# Acura LA Bike Tour Postponed



## terbennett (Apr 1, 2006)

So they postponed the Tour this year due to Logistics. Does anyone have an idea of when the LA Bike Tour will be scheduled?


----------



## Hollywood (Jan 16, 2003)

terbennett said:


> So they postponed the Tour this year due to Logistics. Does anyone have an idea of when the LA Bike Tour will be scheduled?

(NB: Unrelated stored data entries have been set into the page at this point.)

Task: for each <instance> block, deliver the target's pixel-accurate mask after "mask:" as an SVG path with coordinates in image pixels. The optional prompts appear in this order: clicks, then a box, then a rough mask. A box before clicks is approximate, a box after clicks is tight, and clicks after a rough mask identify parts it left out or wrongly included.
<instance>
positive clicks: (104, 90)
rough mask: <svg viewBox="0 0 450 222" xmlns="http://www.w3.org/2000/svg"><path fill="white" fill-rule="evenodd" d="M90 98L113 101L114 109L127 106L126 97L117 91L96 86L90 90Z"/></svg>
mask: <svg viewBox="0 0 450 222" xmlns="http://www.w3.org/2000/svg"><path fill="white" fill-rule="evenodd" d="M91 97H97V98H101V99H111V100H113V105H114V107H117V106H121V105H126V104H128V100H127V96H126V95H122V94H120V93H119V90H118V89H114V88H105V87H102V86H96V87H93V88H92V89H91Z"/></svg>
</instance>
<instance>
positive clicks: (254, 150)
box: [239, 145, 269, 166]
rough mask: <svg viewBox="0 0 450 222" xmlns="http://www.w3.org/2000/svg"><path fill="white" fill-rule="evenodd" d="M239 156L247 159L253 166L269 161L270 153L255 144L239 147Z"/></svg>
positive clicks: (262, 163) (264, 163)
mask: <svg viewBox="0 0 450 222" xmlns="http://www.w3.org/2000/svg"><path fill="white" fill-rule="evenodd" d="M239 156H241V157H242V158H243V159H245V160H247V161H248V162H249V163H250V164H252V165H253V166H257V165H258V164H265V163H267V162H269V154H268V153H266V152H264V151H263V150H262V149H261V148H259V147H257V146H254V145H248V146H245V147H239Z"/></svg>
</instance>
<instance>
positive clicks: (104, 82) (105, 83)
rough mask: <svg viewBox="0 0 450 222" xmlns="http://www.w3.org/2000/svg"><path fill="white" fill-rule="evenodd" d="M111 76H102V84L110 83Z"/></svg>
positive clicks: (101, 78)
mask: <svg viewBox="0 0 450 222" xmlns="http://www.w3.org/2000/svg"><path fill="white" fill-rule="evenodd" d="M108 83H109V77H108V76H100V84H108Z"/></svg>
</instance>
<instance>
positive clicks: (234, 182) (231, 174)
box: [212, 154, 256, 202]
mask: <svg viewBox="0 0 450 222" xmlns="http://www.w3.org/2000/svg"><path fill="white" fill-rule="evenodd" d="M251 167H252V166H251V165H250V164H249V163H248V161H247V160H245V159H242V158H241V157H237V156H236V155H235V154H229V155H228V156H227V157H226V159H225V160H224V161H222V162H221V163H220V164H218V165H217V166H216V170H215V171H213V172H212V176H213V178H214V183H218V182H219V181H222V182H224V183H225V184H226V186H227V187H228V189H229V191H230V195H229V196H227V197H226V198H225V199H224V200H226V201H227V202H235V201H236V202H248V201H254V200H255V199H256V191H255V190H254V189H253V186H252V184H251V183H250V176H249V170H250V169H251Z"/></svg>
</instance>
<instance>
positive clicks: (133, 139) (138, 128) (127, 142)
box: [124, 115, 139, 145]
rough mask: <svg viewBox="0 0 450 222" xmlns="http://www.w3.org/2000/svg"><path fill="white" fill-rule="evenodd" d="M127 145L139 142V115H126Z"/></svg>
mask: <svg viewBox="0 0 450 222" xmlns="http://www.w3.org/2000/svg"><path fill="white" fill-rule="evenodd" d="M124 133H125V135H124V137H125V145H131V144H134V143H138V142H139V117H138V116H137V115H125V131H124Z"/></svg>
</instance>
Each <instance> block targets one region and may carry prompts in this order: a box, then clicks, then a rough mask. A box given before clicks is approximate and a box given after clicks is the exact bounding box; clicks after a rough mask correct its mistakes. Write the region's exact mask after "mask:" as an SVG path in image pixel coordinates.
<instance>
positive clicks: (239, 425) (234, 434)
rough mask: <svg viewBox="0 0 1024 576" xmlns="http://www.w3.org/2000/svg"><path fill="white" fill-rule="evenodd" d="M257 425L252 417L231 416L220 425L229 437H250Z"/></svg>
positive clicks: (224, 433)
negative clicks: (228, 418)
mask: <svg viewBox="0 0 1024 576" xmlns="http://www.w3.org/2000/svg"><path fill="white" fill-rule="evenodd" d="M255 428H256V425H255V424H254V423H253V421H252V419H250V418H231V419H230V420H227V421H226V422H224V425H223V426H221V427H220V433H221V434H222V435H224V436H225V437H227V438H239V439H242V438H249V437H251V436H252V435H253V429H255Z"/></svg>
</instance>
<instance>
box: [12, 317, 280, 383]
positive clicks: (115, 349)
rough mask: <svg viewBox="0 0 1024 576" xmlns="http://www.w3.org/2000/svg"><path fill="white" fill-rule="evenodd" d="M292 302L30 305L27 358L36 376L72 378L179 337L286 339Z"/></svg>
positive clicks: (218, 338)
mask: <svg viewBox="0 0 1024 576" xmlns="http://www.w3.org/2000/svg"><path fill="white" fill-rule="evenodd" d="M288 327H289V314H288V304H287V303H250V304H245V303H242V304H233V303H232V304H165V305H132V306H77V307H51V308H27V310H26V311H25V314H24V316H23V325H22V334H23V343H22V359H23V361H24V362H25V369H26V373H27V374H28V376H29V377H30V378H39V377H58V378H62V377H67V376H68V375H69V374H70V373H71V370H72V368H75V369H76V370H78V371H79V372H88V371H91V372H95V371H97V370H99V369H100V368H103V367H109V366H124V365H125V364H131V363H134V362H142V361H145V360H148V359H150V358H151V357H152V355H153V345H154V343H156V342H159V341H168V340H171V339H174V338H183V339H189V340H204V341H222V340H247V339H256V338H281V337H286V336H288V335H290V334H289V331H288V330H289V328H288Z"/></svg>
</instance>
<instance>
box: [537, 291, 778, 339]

it has been rescheduled to 4am Sunday 

http://www.wolfpackhustle.com/viewStory.php?storyId=593


----------



## Wolfman (Jun 15, 2005)

Hollywood said:


> it has been rescheduled to 4am Sunday


That's sick! Damn, I wish there was a _really_ good reason to be there... that would be a freakin' gas!


----------



## San_man (Dec 1, 2008)

I did this with a friend about 5 years ago, and it was really cool - not very often we get the chance to ride LA streets without traffic! Getting there was a bit of a pain though - traffic is brutal trying to get to the starting line so be prepared for that. Might as well plan on staying up all night.


----------



## endo verendo (Nov 22, 2005)

Leaning toward hitting that. 



Hollywood said:


> it has been rescheduled to 4am Sunday
> 
> http://www.wolfpackhustle.com/viewStory.php?storyId=593


----------